The old woman poured water into a kettle. “I’ll make you tea. I’ll give you sandwiches. But then you must leave.”
Elisabeth said: “What happened?”
Sadie had been intent on hiding from them behind the trees until they stopped their bickering, no more, but when she had heard men talking beyond the embankment she had decided to check them out in case they might be looking for Will. One of the strangers had spotted Sadie and was friendly, offering her chocolate. He was around Sadie’s age. The other man was older and was walking a docile-looking dog; he moved away when Sadie approached.
The boy, whose name was Jacob, was good-looking and Sadie had warmed to him. They talked for a while and Jacob asked if she would like to see a bird’s nest. It was then that she realised she might be missed and explained that she needed to go back. But the boy grabbed her arm and begged her to go with him. The man with the dog returned. The dog was no longer placid and scared her into going with them. They gave her something hot and sour to drink from a bottle without a label that made her feel dizzy. She remembered someone trying to pull her top up and she had struggled with him. He’d had a grope of her breasts and seemed to be satisfied with that. Then she had been being pushed into a caravan where she had fallen asleep on a sofa. Blankets that smelled of tar. Then nothing more until Will and the old woman found her.
“They’ll notice she’s gone,” the old woman said. “Won’t be long. You should be on your way soon.”
Elisabeth ignored her. “Are you all right?” she asked Sadie.
“Fine,” Sadie replied.
“No,” Elisabeth intoned, more firmly. “I mean, are you
The old woman pursed her lips as she handed mugs of tea around. “If you mean, ‘Have they raped you?’, why not say?”
Elisabeth put her mug down. “We should go to the police about this,” she said. “Sadie was kidnapped. We don’t know what’s happened to her. She was drugged.”
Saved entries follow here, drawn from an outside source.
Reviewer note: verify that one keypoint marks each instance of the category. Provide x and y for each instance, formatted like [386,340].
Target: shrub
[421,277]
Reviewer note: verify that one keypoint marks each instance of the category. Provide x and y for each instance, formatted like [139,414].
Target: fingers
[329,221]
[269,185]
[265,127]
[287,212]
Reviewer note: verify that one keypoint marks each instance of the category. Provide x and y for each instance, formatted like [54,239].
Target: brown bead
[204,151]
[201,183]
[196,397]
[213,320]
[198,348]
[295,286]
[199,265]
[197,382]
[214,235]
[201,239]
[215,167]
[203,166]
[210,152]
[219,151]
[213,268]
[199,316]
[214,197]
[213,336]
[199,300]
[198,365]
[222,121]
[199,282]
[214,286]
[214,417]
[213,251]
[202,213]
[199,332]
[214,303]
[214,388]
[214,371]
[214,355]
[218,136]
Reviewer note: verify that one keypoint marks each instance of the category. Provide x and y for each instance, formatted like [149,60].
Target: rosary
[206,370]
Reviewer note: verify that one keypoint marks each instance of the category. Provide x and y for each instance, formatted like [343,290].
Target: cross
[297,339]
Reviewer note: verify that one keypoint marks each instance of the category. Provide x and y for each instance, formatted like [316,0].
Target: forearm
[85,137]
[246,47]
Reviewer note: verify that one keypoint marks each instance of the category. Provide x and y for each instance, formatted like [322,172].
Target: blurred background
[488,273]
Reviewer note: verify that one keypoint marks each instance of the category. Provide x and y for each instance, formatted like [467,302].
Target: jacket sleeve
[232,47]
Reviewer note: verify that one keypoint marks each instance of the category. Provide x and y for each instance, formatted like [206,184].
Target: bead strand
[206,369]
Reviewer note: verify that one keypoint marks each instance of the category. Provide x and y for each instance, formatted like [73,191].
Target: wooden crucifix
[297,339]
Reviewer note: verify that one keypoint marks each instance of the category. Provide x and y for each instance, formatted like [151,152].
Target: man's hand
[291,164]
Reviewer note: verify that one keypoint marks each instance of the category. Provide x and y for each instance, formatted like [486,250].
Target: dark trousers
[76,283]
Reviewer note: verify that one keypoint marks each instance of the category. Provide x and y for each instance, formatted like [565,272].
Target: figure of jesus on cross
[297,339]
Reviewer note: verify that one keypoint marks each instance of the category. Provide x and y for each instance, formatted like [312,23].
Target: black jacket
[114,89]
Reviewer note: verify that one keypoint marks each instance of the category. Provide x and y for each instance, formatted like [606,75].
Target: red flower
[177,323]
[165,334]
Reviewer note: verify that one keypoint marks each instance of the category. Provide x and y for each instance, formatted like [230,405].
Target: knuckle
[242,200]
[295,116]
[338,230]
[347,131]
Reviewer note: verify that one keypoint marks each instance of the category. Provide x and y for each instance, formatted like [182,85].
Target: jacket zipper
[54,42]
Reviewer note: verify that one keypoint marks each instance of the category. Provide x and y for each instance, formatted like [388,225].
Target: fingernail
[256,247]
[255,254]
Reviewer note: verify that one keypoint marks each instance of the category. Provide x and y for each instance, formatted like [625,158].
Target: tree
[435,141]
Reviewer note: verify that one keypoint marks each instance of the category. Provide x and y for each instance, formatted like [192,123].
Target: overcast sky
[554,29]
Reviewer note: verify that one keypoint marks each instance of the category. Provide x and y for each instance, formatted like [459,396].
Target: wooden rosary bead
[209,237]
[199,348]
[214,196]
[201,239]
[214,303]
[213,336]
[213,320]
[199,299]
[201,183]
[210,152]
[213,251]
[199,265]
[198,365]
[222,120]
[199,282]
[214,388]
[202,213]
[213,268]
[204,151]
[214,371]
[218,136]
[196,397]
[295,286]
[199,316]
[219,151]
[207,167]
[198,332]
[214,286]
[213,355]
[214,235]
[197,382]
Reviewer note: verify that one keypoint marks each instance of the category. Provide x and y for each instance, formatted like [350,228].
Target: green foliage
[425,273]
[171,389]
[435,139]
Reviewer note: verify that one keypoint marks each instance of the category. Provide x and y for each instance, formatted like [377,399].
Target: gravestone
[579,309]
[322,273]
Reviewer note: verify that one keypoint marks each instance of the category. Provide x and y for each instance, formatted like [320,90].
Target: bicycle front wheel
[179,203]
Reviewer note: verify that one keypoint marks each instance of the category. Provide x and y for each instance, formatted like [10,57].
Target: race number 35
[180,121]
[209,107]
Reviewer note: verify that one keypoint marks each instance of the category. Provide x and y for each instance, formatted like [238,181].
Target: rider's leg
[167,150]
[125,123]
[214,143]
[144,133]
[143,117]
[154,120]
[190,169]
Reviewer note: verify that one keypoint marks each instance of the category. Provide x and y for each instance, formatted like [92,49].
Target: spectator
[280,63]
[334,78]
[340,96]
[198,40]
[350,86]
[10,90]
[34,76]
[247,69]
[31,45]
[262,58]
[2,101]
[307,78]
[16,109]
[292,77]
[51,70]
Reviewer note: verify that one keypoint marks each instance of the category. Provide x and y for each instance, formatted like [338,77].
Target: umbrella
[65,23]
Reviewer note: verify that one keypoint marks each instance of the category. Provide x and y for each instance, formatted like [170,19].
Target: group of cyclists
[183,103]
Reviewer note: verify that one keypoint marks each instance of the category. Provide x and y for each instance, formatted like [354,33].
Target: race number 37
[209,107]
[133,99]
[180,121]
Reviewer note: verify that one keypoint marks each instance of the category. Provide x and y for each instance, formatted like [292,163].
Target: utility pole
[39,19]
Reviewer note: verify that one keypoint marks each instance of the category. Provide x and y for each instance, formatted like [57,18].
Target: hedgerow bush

“Your daughter was not raped.”
“She isn’t my–”
The old woman paid no attention. “She was not raped. I know my kind.”
“We’ll see about that. She was kidnapped, at any rate. There’ll be prison sentences in this, I promise you.”
The old woman rounded on her. “There’ll be death before there’s prison sentences,
“Is that a threat?”
“Well what do you think it is? A brace of pheasants?”
Will moved, breaking the tension that was thickening in the cabin.
“Eli,” he said gently, “Nula helped us. She helped us. We should be grateful.”
“And what would have happened to her if we hadn’t come after her, Will? What then?”
Nula offered Elisabeth a thick slice of bread spread with margarine. Despite her hunger, she spurned it.
“She’d have come with us,” Nula said, re-directing the bread towards Will, who took it. “She’d have been safe with us.”
“Safe?” Elisabeth mocked. “Safe?”
Sadie stood up. Groggily, she said: “I’m okay. They didn’t touch me. I promise.”
Elisabeth closed her eyes. She felt close to tears. Regardless of her mistrust of the old woman, she didn’t want to go back out into the cold and dark. The cabin, though cluttered and musty, was at least warm. “Let’s get out,” she said.
THEY WALKED IN silence until they rejoined the railway line. Before dawn, they scattered, hiding in the bushes as three helicopters chattered low overhead, arc lights swooping over the embankment and the tracks.
“Do you think they’ll come after us, those people?” Will asked. “When they find that Sadie is gone?”
Elisabeth shook her head. “Not if they’ve any brains between them,” she said. Will’s reluctance to report the incident had refreshed the frost between them that had until that point been gradually thawing. At lunchtime, exhausted, Will conceded that if they weren’t to alert the authorities about the camp, they should at least treat themselves to a decent lunch for a change. It would be worth the risk. And after last night, he privately considered, he wasn’t bothered any more. What happened now didn’t matter.